Awash in record amounts of petrodollars, the Central Bank has been struggling to strike a balance between excessive ruble appreciation, which hurts domestic producers, and inflation, caused in part by its own rules that force exporters to sell half of their hard currency revenues.
One result of this is booming demand for domestic debt paper as investors struggle to put their rubles to use.
"[The currency control regulations] force people to make decisions they otherwise wouldn't make," Fenkner said. "Too many Russians currently buy Russian bonds, which artificially depresses yields, raises prices and causes excessive issuance by domestic issuers."
One way to solve this problem is to make the ruble fully convertible, which is certainly possible, given Russia's track record over the last five years, Fenkner said.
Russia now has a proven five-year history of credible monetary policy -- it has not squandered, for example, its oil windfall, but has used it to reduce the national debt to an expected $109 billion by year's end from $166 billion in 1998, he said.
"France could envy this."
Not all economists, however, are as bullish on the ruble's future.
"In principle, the ruble should be convertible one day.
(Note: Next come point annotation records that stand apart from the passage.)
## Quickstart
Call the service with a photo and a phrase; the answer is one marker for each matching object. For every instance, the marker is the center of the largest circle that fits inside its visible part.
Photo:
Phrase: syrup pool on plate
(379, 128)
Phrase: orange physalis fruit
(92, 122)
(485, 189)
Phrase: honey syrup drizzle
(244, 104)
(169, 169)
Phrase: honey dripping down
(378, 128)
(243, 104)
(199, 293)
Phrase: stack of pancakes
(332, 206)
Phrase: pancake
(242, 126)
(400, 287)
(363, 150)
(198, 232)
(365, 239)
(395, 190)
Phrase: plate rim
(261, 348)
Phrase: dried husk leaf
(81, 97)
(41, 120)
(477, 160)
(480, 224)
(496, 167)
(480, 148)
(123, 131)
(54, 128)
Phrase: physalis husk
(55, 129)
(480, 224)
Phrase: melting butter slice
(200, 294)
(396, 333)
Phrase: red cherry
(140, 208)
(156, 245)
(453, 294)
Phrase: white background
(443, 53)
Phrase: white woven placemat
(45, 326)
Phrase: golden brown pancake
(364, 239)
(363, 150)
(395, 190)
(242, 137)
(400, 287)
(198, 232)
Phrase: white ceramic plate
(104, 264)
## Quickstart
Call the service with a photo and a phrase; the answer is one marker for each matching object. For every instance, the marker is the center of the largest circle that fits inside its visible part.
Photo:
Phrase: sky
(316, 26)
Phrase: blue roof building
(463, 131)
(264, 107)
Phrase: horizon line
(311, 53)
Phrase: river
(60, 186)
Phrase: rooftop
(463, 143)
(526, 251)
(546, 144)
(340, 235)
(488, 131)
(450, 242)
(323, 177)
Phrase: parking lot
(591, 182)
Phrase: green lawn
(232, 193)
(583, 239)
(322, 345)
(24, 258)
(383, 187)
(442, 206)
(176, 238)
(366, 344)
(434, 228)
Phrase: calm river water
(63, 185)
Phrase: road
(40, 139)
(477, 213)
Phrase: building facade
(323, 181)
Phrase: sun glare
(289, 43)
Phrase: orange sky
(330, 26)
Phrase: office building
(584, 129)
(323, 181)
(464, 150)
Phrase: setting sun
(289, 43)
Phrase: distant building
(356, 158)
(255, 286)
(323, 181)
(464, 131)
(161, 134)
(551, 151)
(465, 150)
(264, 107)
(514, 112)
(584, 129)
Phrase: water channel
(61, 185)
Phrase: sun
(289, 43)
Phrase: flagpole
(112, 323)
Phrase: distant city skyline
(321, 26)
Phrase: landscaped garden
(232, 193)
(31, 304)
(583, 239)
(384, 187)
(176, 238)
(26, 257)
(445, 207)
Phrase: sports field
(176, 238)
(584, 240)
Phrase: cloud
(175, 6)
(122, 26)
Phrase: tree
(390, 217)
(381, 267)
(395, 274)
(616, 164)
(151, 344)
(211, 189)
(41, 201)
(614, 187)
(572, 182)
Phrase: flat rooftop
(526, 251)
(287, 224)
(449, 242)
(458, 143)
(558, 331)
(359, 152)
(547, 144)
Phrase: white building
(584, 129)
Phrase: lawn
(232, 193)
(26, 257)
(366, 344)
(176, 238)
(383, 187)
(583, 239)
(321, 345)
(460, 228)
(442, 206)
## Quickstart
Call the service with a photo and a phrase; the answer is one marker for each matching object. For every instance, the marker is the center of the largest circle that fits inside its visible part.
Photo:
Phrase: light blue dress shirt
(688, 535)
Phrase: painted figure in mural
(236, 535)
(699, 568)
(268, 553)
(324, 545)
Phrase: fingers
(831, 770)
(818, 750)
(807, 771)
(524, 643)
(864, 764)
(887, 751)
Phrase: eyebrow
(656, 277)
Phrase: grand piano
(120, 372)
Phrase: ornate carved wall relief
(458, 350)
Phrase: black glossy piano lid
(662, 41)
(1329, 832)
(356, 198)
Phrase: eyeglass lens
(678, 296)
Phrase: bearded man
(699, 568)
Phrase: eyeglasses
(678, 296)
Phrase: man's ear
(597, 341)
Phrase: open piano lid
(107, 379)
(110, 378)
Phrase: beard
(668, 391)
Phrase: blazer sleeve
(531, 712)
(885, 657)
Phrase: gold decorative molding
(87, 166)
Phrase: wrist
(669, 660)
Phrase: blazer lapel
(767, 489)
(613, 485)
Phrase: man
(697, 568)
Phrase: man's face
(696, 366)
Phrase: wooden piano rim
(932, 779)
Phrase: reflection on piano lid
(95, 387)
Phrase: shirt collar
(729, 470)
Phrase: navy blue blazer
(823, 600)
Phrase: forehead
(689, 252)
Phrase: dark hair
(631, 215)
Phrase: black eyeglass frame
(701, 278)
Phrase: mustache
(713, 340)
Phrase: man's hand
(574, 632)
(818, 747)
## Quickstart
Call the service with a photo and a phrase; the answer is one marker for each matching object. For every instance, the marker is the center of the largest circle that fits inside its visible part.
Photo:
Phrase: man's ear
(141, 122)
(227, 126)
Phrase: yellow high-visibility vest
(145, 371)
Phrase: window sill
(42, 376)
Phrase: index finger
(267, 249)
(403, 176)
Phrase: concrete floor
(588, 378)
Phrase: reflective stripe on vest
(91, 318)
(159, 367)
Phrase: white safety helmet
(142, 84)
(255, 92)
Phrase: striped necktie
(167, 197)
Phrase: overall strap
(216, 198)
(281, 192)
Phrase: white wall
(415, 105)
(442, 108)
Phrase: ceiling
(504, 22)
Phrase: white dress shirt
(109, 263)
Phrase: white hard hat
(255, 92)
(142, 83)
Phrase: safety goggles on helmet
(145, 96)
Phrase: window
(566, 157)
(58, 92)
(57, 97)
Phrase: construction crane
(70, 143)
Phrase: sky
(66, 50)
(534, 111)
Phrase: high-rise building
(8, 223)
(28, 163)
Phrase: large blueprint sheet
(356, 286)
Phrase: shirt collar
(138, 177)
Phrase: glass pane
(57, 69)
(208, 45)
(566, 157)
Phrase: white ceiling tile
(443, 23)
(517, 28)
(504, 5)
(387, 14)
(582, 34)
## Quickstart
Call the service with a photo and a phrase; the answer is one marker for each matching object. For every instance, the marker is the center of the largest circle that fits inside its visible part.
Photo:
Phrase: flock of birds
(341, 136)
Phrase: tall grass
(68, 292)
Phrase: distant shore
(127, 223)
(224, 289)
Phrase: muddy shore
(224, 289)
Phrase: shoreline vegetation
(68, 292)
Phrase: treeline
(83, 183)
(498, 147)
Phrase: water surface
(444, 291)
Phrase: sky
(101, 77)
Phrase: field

But among the requirements for full -- internal and external -- convertibility, one needs to eliminate all sorts of restrictions, including those on the [movements of investments]," said Christof R?hl, the World Bank's chief economist for Russia.
"But if these restrictions are removed, and people can move and exchange money here and abroad freely, there is always a danger of quick capital outflow," he said.
Alexei Moiseyev, senior economist at Renaissance Capital, disagreed, saying current rules do little to stop "big money" from leaving the country.
However, it is much harder to move "middle-class money" abroad, in light of worldwide efforts to combat laundering, Moiseyev said.
Meanwhile, creating a monetary union with four other former Soviet republics is not as farfetched as it may sound.
"The economies of these states were tightly integrated under the Soviet Union," Moiseyev said. "Simplifying trade by means of using the ruble as the main currency for deals or even turning it into some kind of alternative to what the euro is to the European Union should give a boost to national economies," he said.
The first test will be in less than two years, when Belarus officially abandons its own ruble for the Russian version.
Even with relatively tiny Belarus, it took years for Moscow to convince Minsk to give up on its desire to print its own money.
This is an issue of reduced sovereignty that will be difficult for the other EEU countries to swallow, Moiseyev said.
Tatyana Paramonova, first deputy chairwoman of the Central Bank, said Russia will insist on full control of money printing and monetary policy.
"We will not back down on this," she told Ekho Moskvy radio station Wednesday.
"Historically there are practically no examples of currency being emitted by different centers," she said.
Kasyanov said that before the ruble could become the single currency of the EEU, key factors like inflation, budget policy and business conditions would have to be equalized.
"The main problems continue to be the differences in economic development and mismatched rates of transition," he said.
It was unclear Wednesday how far other EEU members would be ready to go in order to acquire the ruble as their national currency, although the initial proposal seemed to have been voiced by Kazakh President Nursultan Nazarbayev.
Nazarbayev said the ruble's reign within some of the former Soviet republics could be re-established by 2011.
Staff Writer Victoria Lavrentieva contributed to this report.